A las cuatro se nos reunió en la cubierta superior. Las barcazas se balanceaban colgadas de sus grúas, esperando ser descargadas. Dos mil hombres formaban un perfecto silencio a la espera del primer rayo de sol. Lo que quiera que pensaran parecía una especie de letanía.
Yo permanecí en pie también en silencio. Pensé un poco en todo: en campos verdes, nubes rosadas, ovejas pastando, en todos los buenos momentos., y también en conseguir las mejores fotos que pudiera. Ninguno parecía en absoluto impaciente y diría que a nadie habría importado permanecer así, en la oscuridad, durante un buen rato más. Pero el sol no tenía forma de saber que este día era distinto a los demás, y siguió su horario habitual. Los de la primera oleada comenzaron a abordar su barcaza, que descendió hasta la superficie del agua como un ascensor a cámara lenta. El mar estaba encrespado y todos quedamos empapados antes incluso de que la barcaza se separara del buque nodriza. Estaba claro que Eisenhower no conseguiría guiar a su gente a través del canal con los pies secos, ni con nada seco en realidad.
Los hombres empezaron a vomitar al instante. Pero ésta era una invasión cuidadosamente preparada y en la que primaba la buena educación: se habían dispuesto bolsas de papel al efecto. Pronto las náuseas se aplacaron. Yo imaginé que estábamos ante la madre de todos los Días D de la historia.

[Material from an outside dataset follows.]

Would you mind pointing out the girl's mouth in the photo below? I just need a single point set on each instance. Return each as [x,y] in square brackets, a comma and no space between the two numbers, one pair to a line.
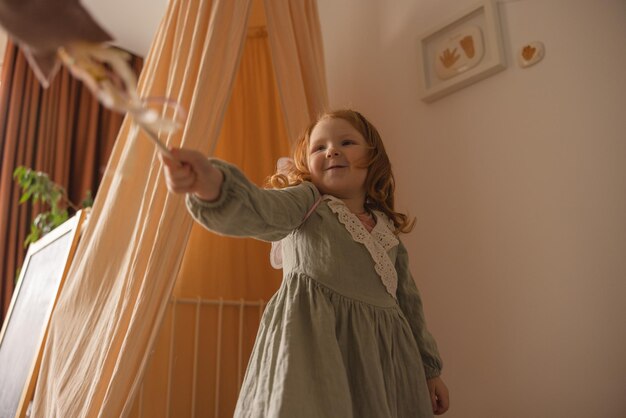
[333,167]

La costa de Normandía estaba aún a millas de distancia cuando oímos el primer zumbido inconfundible. Nos agachamos, cara a la mezcla de agua y vómito que cubría el piso de la barcaza, así que ya no vimos más la cada vez más cercana orilla. La primera barcaza, que ya había descargado sus tropas en la playa, se cruzó con nosotros de camino al Chase. El piloto, un negro de sonrisa feliz, nos saludó con el signo de la victoria. Ya había luz suficiente para hacer fotos, así que saqué mi primera cámara Contax con su protección de hule. El fondo plano de la barcaza embistió suelo francés y el piloto hizo descender la compuerta de acero. Ahí, entre grotescos obstáculos de acero que erizaban el agua, se extendía una fina franja de tierra cubierta de humo: nuestra Europa, la playa Easy Red.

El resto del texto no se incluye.